Many homeowners are suffering through the current economy. When you’re trying to save
money, you’re more likely to opt for a repair to your HVAC system than an actual replacement. A
new HVAC system is a large expense that can make you cringe at the thought.
Good news is on the horizon, though, and you can save money through federal tax credits,
which we know you’ll love.
The quick version of the opportunity is Washington wants homeowners to shift away from other
fuels, such as gas or oil, to electricity and to replace low-efficiency electric systems with the
highest-efficiency systems available. A long-term replacement will be a better option than a
short-term repair, and the savings will be significant for you.
The Feds have changed the well-known SEER efficiency calculation to SEER2 to better reflect
the new equipment and manufacturers are currently building and stocking the new product.

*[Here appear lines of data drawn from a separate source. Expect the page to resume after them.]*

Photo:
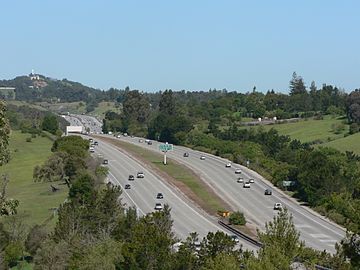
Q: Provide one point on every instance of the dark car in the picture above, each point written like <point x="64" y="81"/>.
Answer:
<point x="140" y="175"/>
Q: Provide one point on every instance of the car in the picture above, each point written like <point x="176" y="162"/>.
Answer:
<point x="240" y="180"/>
<point x="268" y="191"/>
<point x="235" y="238"/>
<point x="277" y="206"/>
<point x="158" y="206"/>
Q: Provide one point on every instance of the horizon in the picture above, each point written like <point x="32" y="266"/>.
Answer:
<point x="184" y="46"/>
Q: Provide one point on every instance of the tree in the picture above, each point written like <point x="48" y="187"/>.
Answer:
<point x="7" y="206"/>
<point x="281" y="244"/>
<point x="36" y="236"/>
<point x="4" y="135"/>
<point x="297" y="85"/>
<point x="50" y="123"/>
<point x="353" y="106"/>
<point x="167" y="103"/>
<point x="52" y="256"/>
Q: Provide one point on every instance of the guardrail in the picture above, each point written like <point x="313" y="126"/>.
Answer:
<point x="240" y="234"/>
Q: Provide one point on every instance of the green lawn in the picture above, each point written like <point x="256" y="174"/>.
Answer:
<point x="310" y="130"/>
<point x="36" y="199"/>
<point x="349" y="143"/>
<point x="185" y="179"/>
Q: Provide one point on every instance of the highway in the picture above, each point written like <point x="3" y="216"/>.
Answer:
<point x="316" y="231"/>
<point x="187" y="217"/>
<point x="142" y="194"/>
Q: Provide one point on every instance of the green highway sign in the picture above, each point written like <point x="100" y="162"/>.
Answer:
<point x="166" y="147"/>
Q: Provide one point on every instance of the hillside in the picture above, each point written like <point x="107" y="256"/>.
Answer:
<point x="36" y="87"/>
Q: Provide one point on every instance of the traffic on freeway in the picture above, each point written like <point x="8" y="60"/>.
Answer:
<point x="248" y="192"/>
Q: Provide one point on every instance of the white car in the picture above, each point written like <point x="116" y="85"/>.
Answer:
<point x="240" y="180"/>
<point x="277" y="206"/>
<point x="158" y="206"/>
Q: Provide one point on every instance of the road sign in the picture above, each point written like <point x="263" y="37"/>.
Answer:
<point x="166" y="147"/>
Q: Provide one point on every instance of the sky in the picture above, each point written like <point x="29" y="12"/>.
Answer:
<point x="191" y="45"/>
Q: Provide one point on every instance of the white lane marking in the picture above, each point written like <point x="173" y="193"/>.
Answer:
<point x="175" y="195"/>
<point x="127" y="194"/>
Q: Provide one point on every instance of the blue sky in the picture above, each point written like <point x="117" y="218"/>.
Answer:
<point x="192" y="45"/>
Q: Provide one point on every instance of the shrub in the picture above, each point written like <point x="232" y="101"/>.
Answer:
<point x="237" y="218"/>
<point x="354" y="128"/>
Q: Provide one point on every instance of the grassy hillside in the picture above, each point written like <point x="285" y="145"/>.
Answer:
<point x="349" y="143"/>
<point x="311" y="130"/>
<point x="36" y="199"/>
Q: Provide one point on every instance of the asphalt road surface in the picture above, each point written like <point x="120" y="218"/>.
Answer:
<point x="142" y="194"/>
<point x="316" y="231"/>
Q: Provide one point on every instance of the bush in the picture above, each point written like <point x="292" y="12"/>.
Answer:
<point x="354" y="128"/>
<point x="237" y="218"/>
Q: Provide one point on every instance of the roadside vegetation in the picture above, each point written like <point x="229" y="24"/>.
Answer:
<point x="37" y="201"/>
<point x="177" y="174"/>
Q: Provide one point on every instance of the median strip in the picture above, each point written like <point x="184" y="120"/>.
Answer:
<point x="177" y="174"/>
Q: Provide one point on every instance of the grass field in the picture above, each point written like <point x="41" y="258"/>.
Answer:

The 25(C) Federal tax credit handled by the EPA’s Energy Star initiative has been expanded to
offer up to $3,200 in tax credits to offset the cost of the higher-efficiency equipment. As an
example, a dual fuel system with a 16 SEER2 heat pump combined with a 97 percent efficient
furnace qualifies for up to $2,600 off a homeowner’s tax liability.
This tax credit is available year after year for energy-efficiency-minded homeowners like you
who continue to make energy-efficiency improvements. Additionally, your utility company may
match or exceed the federal standard, decreasing your cost.
You’ll get an improved HVAC system for less money, which will make you very happy, especially
when you determine that your power bill may improve with the new equipment.
The new program is a great opportunity for you to get some much-needed upgrades to your
HVAC efficiency and save money that you can spend elsewhere.